La manifestation, sous la pluie, à Sao Paulo, dimanche 21 mai. | Andre Penner / AP

La pluie et une température frisquette aux yeux des Brésiliens (19 degrés) n’ont pas réussi à dissuader Luan, 28 ans, d’arpenter dimanche 21 mai l’avenue Paulista de Sao Paulo, pour réclamer le départ du président Michel Temer, ciblé par une enquête de la Cour suprême pour « corruption passive », « obstruction à la justice » et « participation à une organisation criminelle ». « Je suis ici pour réclamer (...) de nouvelles élections », défend le professeur d’histoire.

Membre du Parti des travailleurs (PT, gauche), le presque trentenaire ne cache pas qu’il défend la candidature de Luiz Inacio Lula da Silva, président (PT) de 2003 à 2010, quand bien même ce dernier fait lui aussi l’objet d’accusations de corruption. « Contre Temer, il y a des preuves, pas contre Lula », défend l’enseignant. « Ce sont tous des corrompus, ils doivent tous partir ! », tranche, un peu plus loin Joao Batista Paes de Barros, professeur de sport et directeur d’école à Sao Paulo.

Quatre jours après la tempête déclenchée par la révélation d’une écoute compromettante, laissant entendre que Michel Temer aurait acheté le silence d’Eduardo Cunha, l’ex-président de la chambre des députés qui a été condamné en mars à 15 ans de prison pour corruption, le Brésil était à nouveau dans la rue.

Le président joue la montre

Mais à Sao Paulo, comme à Rio de Janeiro et dans la plupart des capitales brésiliennes, la mobilisation ne s’est pas traduite pas une déferlante populaire. Seules des organisations de gauche avaient appelé à manifester, réclamant l’organisation d’élections directes (bien que seules des élections indirectes sont prévues dans la constitution à moins de deux ans du prochain scrutin présidentiel). Les mouvements de droite qui, un an plus tôt, défendaient la destitution de la présidente Dilma Rousseff (PT), tels que Vem Pra Rua ou Movimento Brasil Livre (MBL), ont préféré s’abstenir. De peur de troubles à l’ordre public, mais aussi par manque de convictions. « Nous attendons d’avoir plus d’informations sur les écoutes », explique Kim Kataguiri, leader du MBL, joint par téléphone samedi.
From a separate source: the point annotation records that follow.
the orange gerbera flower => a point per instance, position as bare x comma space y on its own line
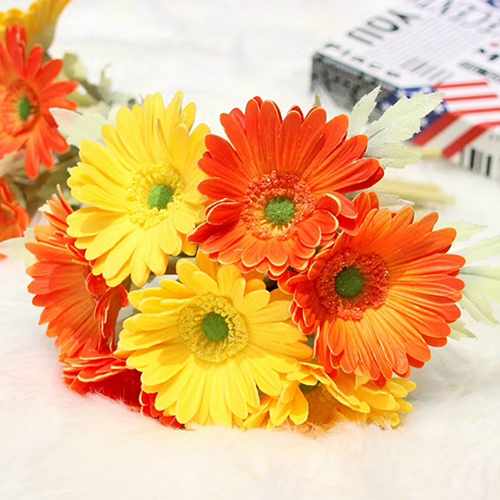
380, 298
27, 93
80, 309
108, 375
13, 218
277, 191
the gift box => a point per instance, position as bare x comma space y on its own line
425, 46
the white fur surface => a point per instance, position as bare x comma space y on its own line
56, 445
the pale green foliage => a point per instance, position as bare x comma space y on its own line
399, 123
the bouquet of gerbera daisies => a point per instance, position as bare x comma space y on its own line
296, 297
251, 280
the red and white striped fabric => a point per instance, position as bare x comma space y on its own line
472, 108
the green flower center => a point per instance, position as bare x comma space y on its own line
214, 327
280, 211
349, 283
24, 108
160, 196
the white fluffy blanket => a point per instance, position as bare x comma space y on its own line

« La clameur populaire pourrait faire tomber Michel Temer, mais imaginer une prise de la Bastille est une idée romantique. Le Brésil est bien trop divisé pour cela », commente Paulo Baia, politologue professeur à l’Université fédérale de Rio de Janeiro.
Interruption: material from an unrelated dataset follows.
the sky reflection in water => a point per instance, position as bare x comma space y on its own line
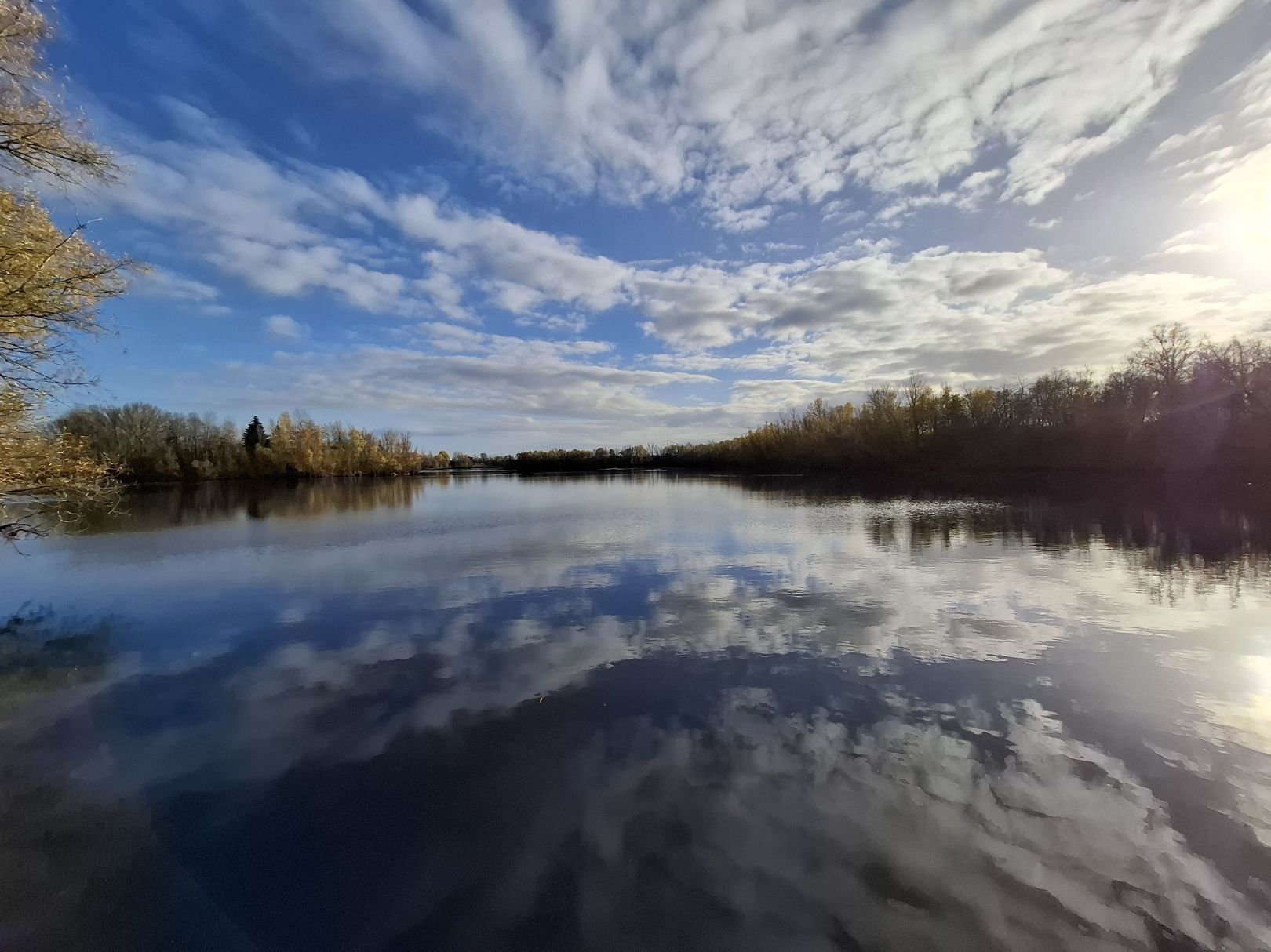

Dans une brève allocution, samedi, où il a dénoncé une opération machiavélique orchestrée par Joesley Batista, mis en cause dans le scandale de corruption « Lava-Jato », et des manipulations opérées sur la bande, le chef d’Etat a exigé la suspension de l’enquête de la Cour suprême. Cette dernière doit se prononcer mercredi sur la poursuite, ou non, de l’investigation.
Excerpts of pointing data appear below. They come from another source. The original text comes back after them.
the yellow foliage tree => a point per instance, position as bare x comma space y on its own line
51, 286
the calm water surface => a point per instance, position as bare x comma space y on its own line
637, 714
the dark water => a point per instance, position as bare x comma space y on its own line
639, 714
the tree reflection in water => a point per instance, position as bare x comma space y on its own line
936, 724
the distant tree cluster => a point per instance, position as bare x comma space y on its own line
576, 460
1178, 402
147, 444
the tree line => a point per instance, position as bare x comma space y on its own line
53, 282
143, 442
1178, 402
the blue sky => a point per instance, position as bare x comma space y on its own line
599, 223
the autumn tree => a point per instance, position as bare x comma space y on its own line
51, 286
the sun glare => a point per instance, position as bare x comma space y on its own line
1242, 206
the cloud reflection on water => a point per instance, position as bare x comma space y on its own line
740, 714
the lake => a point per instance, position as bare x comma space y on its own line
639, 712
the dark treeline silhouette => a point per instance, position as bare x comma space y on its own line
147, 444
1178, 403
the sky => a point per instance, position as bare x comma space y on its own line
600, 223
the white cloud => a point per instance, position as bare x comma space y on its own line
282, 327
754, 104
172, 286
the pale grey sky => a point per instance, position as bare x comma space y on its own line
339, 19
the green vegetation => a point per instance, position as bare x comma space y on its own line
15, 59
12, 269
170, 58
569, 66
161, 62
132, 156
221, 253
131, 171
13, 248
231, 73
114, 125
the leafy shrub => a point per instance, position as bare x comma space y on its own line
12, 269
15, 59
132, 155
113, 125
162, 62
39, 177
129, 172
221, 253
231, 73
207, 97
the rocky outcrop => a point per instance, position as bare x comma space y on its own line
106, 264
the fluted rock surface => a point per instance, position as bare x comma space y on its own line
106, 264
D’ici là, le président joue la montre. « Sur la base des faits, le maintien de Michel Temer au pouvoir est inacceptable. Mais politiquement, il a des chances de s’en sortir. Il est habile », observe le politologue Mathias de Alencastro.

La destitution réclamée

Ultra-impopulaire, projeté sur la première marche du pouvoir suite au déclenchement d’une procédure d’« impeachment » visant Dilma Rousseff, dont il était le vice président, Michel Temer, membre du parti du mouvement démocratique brésilien (PMDB, centre), fait à son tour l’objet de diverses demandes de destitution. L’une d’elle émane, depuis samedi, de l’Ordre des avocats du brésil (OAB), puissante organisation représentée dans 26 Etats brésiliens.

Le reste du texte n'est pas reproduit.